FIG. 1 is a schematic vertical cross-sectional view of a semiconductor laser diode according to an embodiment of the present invention, FIG. 2 is a vertical cross-sectional view showing the active layer and cladding layer formed in the first growth step, and FIG. FIG. 2 is a perspective view showing how double stripe grooves are formed on an InP substrate with the 100 plane as the top surface to form a light emitting region and a current path, and FIG. 4 is a perspective view showing a second embodiment of the present invention. FIG. 5 is a vertical cross-sectional view showing the main parts of a conventional semiconductor laser diode. 10... Semiconductor 1nP substrate, ■1... Current blocking layer (n''lnP layer) 12...
...First cladding layer, 13... Active layer (InGaAsP layer), 15.
...First buried layer serving as a current path, 18...

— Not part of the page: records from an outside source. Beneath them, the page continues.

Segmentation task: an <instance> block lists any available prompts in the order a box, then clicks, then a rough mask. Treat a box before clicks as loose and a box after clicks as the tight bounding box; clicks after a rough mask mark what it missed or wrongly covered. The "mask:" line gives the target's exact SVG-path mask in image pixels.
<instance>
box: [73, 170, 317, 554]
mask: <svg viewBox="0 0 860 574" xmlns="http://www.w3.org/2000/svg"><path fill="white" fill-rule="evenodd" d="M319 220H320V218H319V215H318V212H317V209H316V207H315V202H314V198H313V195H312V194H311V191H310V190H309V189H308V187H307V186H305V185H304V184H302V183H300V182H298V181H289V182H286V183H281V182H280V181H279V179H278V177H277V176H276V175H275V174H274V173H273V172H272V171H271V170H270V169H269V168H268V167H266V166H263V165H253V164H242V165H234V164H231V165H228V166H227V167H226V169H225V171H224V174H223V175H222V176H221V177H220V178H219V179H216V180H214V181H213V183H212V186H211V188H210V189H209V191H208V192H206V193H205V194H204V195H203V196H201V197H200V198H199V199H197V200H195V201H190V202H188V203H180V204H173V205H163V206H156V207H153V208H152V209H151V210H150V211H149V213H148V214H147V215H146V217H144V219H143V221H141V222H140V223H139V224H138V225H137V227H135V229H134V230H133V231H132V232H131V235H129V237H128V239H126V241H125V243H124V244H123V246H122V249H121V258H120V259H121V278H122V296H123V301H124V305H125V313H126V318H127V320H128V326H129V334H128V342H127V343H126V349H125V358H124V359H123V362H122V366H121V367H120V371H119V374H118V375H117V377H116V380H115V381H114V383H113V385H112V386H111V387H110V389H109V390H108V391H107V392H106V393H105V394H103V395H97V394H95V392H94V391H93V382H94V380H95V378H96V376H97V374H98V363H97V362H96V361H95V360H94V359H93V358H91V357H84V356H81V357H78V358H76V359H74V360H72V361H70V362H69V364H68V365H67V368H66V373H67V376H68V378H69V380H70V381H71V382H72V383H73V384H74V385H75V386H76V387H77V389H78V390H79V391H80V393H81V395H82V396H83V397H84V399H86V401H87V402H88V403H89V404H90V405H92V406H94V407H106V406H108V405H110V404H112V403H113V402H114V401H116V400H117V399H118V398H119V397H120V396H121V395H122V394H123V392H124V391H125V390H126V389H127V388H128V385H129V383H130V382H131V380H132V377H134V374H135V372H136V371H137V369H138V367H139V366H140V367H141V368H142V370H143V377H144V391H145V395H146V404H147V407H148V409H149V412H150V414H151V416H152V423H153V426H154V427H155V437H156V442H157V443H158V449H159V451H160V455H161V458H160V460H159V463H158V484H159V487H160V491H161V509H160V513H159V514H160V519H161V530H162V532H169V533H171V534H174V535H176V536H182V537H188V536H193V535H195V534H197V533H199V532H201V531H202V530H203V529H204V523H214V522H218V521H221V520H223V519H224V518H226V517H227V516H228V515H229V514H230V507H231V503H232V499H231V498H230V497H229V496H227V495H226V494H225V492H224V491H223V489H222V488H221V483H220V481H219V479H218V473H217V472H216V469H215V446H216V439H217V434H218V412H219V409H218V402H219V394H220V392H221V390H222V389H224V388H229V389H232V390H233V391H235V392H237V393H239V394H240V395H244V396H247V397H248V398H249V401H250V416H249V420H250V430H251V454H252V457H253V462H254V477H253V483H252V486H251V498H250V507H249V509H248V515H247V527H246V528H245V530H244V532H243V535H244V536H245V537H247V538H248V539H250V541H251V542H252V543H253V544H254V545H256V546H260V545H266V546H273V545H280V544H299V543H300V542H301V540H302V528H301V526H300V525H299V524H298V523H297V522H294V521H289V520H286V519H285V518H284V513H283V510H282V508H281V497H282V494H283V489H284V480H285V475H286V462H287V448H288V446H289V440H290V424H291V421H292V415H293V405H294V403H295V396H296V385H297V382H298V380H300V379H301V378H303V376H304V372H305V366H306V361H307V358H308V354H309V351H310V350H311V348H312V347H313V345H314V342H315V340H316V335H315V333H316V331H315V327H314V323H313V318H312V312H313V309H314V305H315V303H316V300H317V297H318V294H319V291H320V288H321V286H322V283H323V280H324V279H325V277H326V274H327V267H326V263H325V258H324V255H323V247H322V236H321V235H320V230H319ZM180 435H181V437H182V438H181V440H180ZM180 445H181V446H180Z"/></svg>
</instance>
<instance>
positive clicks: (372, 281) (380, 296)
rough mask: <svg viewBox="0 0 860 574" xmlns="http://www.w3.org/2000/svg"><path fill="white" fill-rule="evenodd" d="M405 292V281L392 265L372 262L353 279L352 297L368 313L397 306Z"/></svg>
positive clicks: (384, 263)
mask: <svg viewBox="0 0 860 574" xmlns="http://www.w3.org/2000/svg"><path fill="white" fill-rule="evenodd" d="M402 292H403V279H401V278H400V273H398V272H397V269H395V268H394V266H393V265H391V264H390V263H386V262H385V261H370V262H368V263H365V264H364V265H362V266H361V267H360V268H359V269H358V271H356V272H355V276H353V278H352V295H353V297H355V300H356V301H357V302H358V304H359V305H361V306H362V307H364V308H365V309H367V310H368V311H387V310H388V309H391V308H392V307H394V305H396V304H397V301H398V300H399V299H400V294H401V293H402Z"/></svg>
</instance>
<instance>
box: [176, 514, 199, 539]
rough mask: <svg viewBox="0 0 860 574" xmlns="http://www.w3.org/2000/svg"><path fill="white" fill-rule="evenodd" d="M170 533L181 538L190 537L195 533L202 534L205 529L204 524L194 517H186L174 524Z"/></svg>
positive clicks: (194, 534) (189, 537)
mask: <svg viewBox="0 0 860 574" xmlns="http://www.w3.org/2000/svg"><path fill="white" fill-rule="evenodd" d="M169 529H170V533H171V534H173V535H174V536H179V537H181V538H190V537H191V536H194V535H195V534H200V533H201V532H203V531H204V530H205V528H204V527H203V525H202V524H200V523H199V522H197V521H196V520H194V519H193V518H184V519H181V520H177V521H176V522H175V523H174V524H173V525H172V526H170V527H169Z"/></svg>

...Clad layer by embedding, 19...
Cap layer, 20... double stripe grooves (channels),
21... Current path, 22... Light emitting region (current injection part). 13 Shizo 1, (p・shizosai T7 paaa・7toko゛′
-44nA to 4L) Figure 2 Figure 21 Figure 3 Figure 1114 (σ) Figure 5 Procedural Amendment (Method) April 11, 1991 1, Indication of Case 1990 Patent Application No. 339893 2, Title of the invention: High power semiconductor laser diode and method for manufacturing the same 3;
Relationship with the case of the person making the amendment Patent applicant: 5 Kansai NEC Corporation, 2-9-1 Seiran, Otsu City, Shiga Prefecture, 520 Subject of amendment (1) The "Detailed Description of the Invention" column of the application specification. (2) “Drawing” 76 attached to the application specification, contents of amendment/(1) Line 1θ of page 13 of the specification is corrected as shown in the attached sheet. (2) Figure 1 on the same drawing as Figure 5 of the drawings attached to the specification
The table is as shown in Table 1 below.
Made by

Claims (2)

[Claims] (1) A single-conductivity type semiconductor substrate that has double striped grooves on both sides and mesa-shaped striped protrusions sandwiched between the double grooves, and has a smaller band gap energy than this substrate. A semiconductor layer of one conductivity type is provided on the entire surface, an active layer as a light emitting region formed flat on the top surface of the convex portion, a reflective conductivity type semiconductor layer as a cladding layer, and adjacent to the active layer, a first current blocking layer of an opposite conductivity type provided to fill the area other than the flat part at the top of the convex portion; a second current blocking layer of one conductivity type; and an opposite conductivity type provided on the active layer. A semiconductor laser diode comprising: a second cladding layer; and a cap layer provided on the second cladding layer. (2) (a) A step of forming mesa-shaped striped convex portions on a semiconductor substrate of one conductivity type; (b) A step of forming an active layer of one conductivity type on the entire surface including the convex portions; c) forming a second cladding layer of opposite conductivity type on the entire surface including the convex portion; (d) forming a current blocking layer of opposite conductivity type and one conductivity type on the portion other than the flat portion at the top of the convex portion; and (e) sequentially forming a second cladding layer of an opposite conductivity type and a cap layer on the entire surface including the active layer, and each of the steps (b) to (e) above. It can be done in one continuous growth step by liquid phase epitaxial growth method, or
Manufacturing a semiconductor laser diode, characterized in that the steps (b) and (c) are formed by metal organic vapor phase epitaxy, and then the steps (d) and (e) are performed by liquid phase epitaxial growth. Method.